Pair Corralation between Bannix Acquisition and Hennessy Capital
Assuming the 90 days horizon Bannix Acquisition Corp is expected to generate 2.51 times more return on investment than Hennessy Capital. However, Bannix Acquisition is 2.51 times more volatile than Hennessy Capital Investment. It trades about 0.16 of its potential returns per unit of risk. Hennessy Capital Investment is currently generating about 0.17 per unit of risk. If you would invest 1.49 in Bannix Acquisition Corp on September 18, 2024 and sell it today you would earn a total of 0.51 from holding Bannix Acquisition Corp or generate 34.23% return on investment over 90 days.

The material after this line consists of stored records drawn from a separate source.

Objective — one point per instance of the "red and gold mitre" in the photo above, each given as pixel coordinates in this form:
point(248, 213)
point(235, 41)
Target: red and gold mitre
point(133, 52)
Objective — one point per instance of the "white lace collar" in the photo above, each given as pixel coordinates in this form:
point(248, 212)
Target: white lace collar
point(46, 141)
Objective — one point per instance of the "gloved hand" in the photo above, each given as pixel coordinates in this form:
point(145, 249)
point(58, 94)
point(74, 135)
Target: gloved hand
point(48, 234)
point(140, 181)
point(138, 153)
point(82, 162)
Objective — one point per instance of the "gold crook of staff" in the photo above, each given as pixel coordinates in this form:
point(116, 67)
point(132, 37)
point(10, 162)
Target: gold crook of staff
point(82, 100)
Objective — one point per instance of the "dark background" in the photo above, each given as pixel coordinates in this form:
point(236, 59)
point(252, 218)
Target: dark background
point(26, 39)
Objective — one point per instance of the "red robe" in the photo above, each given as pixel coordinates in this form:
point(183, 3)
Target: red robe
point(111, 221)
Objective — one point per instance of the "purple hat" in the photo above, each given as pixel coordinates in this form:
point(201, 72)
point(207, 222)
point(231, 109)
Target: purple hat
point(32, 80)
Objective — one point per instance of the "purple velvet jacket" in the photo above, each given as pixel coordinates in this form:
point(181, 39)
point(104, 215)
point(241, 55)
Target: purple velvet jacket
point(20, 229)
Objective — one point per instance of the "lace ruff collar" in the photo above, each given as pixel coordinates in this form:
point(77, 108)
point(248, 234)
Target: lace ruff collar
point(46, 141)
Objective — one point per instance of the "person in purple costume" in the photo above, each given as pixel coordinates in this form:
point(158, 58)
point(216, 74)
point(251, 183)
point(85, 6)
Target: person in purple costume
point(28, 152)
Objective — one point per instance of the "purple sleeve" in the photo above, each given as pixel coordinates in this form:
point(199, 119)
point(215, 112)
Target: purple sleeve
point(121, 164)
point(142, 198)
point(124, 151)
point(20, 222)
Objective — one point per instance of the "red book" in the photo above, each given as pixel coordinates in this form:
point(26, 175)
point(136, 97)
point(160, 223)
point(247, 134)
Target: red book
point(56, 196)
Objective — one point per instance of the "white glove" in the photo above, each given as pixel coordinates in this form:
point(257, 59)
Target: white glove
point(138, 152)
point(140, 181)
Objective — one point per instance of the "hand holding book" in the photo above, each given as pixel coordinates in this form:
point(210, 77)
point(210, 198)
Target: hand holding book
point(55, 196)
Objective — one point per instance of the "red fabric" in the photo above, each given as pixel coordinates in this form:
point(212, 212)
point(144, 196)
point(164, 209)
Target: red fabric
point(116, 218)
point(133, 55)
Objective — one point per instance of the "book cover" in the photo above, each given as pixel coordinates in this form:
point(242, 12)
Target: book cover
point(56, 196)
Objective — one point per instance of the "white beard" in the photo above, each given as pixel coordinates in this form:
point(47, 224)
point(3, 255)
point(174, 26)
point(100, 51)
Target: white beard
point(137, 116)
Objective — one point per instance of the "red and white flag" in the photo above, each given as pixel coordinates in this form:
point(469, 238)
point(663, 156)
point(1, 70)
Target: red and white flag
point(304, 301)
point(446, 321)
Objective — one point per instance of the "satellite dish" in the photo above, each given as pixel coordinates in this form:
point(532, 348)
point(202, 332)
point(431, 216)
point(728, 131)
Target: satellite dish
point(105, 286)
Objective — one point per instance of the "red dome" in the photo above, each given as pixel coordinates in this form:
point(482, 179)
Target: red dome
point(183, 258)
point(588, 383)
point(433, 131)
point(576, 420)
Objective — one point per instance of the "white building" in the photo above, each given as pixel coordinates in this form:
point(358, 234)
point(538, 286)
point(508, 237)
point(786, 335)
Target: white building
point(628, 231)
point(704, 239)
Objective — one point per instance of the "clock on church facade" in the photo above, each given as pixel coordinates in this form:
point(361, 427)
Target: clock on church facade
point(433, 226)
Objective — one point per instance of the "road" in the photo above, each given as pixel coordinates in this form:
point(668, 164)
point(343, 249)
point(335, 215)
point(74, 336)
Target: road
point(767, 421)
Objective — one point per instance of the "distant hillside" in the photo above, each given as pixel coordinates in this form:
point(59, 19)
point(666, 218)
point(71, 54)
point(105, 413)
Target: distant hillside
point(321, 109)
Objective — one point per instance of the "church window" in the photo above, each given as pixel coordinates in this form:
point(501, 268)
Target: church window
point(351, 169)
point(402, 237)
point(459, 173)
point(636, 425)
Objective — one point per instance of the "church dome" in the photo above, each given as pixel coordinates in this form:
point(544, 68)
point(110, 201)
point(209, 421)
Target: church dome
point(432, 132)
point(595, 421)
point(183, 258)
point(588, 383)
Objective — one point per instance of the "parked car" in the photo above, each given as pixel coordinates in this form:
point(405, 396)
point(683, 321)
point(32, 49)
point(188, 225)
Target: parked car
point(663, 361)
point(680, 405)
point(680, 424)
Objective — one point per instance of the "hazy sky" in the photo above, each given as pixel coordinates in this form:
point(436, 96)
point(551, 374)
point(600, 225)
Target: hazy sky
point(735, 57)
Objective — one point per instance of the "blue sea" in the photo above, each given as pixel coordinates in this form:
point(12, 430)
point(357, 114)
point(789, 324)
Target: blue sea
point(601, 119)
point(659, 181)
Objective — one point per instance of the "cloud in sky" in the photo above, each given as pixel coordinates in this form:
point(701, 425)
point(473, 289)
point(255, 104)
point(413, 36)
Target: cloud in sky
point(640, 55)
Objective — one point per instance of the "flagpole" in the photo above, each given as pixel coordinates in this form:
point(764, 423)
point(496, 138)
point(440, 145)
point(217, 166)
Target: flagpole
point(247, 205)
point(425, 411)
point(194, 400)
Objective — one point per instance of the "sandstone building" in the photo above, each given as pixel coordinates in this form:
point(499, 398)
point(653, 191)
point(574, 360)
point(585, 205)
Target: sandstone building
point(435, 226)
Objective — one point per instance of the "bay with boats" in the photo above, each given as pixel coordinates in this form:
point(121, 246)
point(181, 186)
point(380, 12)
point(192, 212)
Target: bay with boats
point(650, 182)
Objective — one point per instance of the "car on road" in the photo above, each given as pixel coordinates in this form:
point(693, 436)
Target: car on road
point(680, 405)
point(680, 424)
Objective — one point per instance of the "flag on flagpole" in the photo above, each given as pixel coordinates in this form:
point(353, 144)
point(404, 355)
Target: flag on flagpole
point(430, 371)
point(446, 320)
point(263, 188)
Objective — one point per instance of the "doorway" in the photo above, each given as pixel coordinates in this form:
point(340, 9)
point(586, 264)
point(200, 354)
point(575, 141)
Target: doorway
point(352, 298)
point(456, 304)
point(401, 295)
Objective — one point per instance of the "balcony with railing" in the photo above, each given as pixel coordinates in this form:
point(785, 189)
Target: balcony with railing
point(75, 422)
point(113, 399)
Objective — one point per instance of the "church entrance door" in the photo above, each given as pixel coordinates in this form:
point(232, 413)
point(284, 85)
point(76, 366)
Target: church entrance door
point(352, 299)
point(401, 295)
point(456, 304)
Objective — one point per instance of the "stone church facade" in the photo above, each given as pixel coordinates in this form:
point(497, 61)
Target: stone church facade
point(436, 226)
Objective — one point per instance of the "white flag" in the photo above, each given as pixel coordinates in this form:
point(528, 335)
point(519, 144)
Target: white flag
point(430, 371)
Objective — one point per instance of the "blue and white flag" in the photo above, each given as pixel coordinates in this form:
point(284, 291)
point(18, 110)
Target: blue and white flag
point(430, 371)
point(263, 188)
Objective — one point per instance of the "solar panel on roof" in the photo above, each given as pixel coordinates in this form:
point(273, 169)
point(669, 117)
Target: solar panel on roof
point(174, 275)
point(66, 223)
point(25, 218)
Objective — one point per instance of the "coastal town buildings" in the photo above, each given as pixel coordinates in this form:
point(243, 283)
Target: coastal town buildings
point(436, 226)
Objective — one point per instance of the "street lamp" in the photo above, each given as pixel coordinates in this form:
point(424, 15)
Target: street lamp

Time Period | 3 Months [change] |
Direction | Moves Together |
Strength | Very Weak |
Accuracy | 78.13% |
Values | Daily Returns |
Bannix Acquisition Corp vs. Hennessy Capital Investment
Performance |
Timeline |
Bannix Acquisition Corp |
Risk-Adjusted Performance
0 of 100
Weak | Strong |
Good
Hennessy Capital Inv |
Bannix Acquisition and Hennessy Capital Volatility Contrast
Predicted Return Density |
Returns |
Pair Trading with Bannix Acquisition and Hennessy Capital
The main advantage of trading using opposite Bannix Acquisition and Hennessy Capital positions is that it hedges away some unsystematic risk. Because of two separate transactions, even if Bannix Acquisition position performs unexpectedly, Hennessy Capital can make up some of the losses. Pair trading also minimizes risk from directional movements in the market. For example, if an entire industry or sector drops because of unexpected headlines, the short position in Hennessy Capital will offset losses from the drop in Hennessy Capital's long position.Bannix Acquisition vs. Visa Class A | Bannix Acquisition vs. Deutsche Bank AG | Bannix Acquisition vs. Dynex Capital |
Check out your portfolio center.Note that this page's information should be used as a complementary analysis to find the right mix of equity instruments to add to your existing portfolios or create a brand new portfolio. You can also try the Portfolio Volatility module to check portfolio volatility and analyze historical return density to properly model market risk.